После завтрака Джеймс повел Маркуса смотреть конюшни. К счастью, Энтони, в котором энергии было куда больше, чем во всех остальных, вместе взятых, решил присоединиться к ним. Все утро он твердил, что хочет поскорее отправиться на поиски сокровищ Черной Боровы. Дачесс спокойно заметила ему:

– Вот и прекрасно, Энтони. Постарайся вместе с отцом найти нам корабль.

– Еще один, мама?

– Конечно. Мы не можем путешествовать по суше. Придется снова проделать немалый путь морем.

Энтони промолчал. Все горели желанием поскорее начать поиски, хотя и понимали необходимость короткого отдыха. Сокровище ждет их, и они свято в это верили.

Джесси, почувствовав себя немного лучше, вместе с Дачесс пошла в гостиную.

– Ну а вы, Джесси, наверное, хотите навестить родителей и сестер.

«Не особенно», – подумала Джесси и невольно съежилась, представив упорный взгляд Гленды, устремленный на брюки Джеймса. Правда, теперь, когда он женат, она, возможно, не отважится на такое.

– Я соскучилась по отцу.

– Томас предложил отнести записку вашим родителям и сказать, что вы с Джеймсом приедете к обеду. Надеюсь, вы вынесете поездку?

– Наверное. Дурнота накатывает приступами. Сейчас я чувствую себя великолепно, но кто знает, что случится через пять минут? Не исключено, что меня снова начнет выворачивать наизнанку, и тогда пропал чудесный клубничный джем старой Бесси и хлеб мистера Баджера.

Дачесс пристально оглядела ее:

– Вы сильно похудели – платье просто висит на вас. Джесси, вы должны выглядеть настоящей хозяйкой Марафона, независимой замужней дамой. Не позволяйте, чтобы они думали о вас всего лишь как о дочери, которую можно изводить и тиранить. Давайте поговорим с Мэгги. Уверена, нам удастся нарядить вас как следует.

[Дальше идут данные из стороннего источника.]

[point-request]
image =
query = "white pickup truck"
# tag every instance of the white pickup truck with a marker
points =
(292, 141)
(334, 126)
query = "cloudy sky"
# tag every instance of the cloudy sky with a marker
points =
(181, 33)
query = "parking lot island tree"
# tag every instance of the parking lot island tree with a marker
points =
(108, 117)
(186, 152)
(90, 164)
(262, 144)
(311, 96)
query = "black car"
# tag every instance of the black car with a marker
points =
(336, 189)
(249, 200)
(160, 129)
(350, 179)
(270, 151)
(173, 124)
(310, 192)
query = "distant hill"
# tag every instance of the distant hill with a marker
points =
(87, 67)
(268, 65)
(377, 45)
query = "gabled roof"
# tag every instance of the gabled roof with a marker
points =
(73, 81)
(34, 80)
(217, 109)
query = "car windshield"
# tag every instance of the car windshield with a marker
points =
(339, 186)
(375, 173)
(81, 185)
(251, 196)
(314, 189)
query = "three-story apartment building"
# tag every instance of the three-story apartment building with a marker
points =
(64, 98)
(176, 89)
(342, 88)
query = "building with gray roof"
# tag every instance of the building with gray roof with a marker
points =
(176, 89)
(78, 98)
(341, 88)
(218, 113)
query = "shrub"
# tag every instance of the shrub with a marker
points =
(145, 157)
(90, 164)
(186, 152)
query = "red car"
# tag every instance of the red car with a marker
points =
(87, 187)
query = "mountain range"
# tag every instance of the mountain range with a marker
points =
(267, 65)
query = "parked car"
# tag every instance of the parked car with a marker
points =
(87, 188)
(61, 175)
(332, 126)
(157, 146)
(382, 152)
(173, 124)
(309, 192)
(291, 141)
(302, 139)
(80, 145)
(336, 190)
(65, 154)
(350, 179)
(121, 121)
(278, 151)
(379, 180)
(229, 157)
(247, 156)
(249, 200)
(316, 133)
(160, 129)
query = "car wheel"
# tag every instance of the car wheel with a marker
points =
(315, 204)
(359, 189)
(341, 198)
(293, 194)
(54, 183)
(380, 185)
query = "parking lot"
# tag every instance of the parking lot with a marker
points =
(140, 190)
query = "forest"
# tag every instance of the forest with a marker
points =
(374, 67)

– К несчастью, это не имеет значения, – призналась Джесси, разглядывая свои туфли. – Моя мать и мать Джеймса выросли вместе.

– О Господи!

– По крайней мере моя мать будет вежлива с вами, Дачесс.

Было уже два часа дня, когда Джеймс и Джесси уселись в старый экипаж и отправились на ферму Уорфилдов. Деревья все еще зеленели летней листвой, на лугах распускались цветы. Воздух был теплым, напоенным запахами сухой земли и трав.

– Хорошо вернуться домой, – заметил Джеймс, погоняя Беллини.

– Джеймс, Гленда опять будет бессовестно глазеть на твои чресла?

Джеймс, испуганно вздрогнув, дернул за поводья и рассмеялся, когда лошадь фыркнула.

– Думаю, нет, но там, где дело касается Гленды, ничего нельзя сказать наверняка. Так или иначе, не стоит обращать на нее внимание. Ты сумеешь, родная?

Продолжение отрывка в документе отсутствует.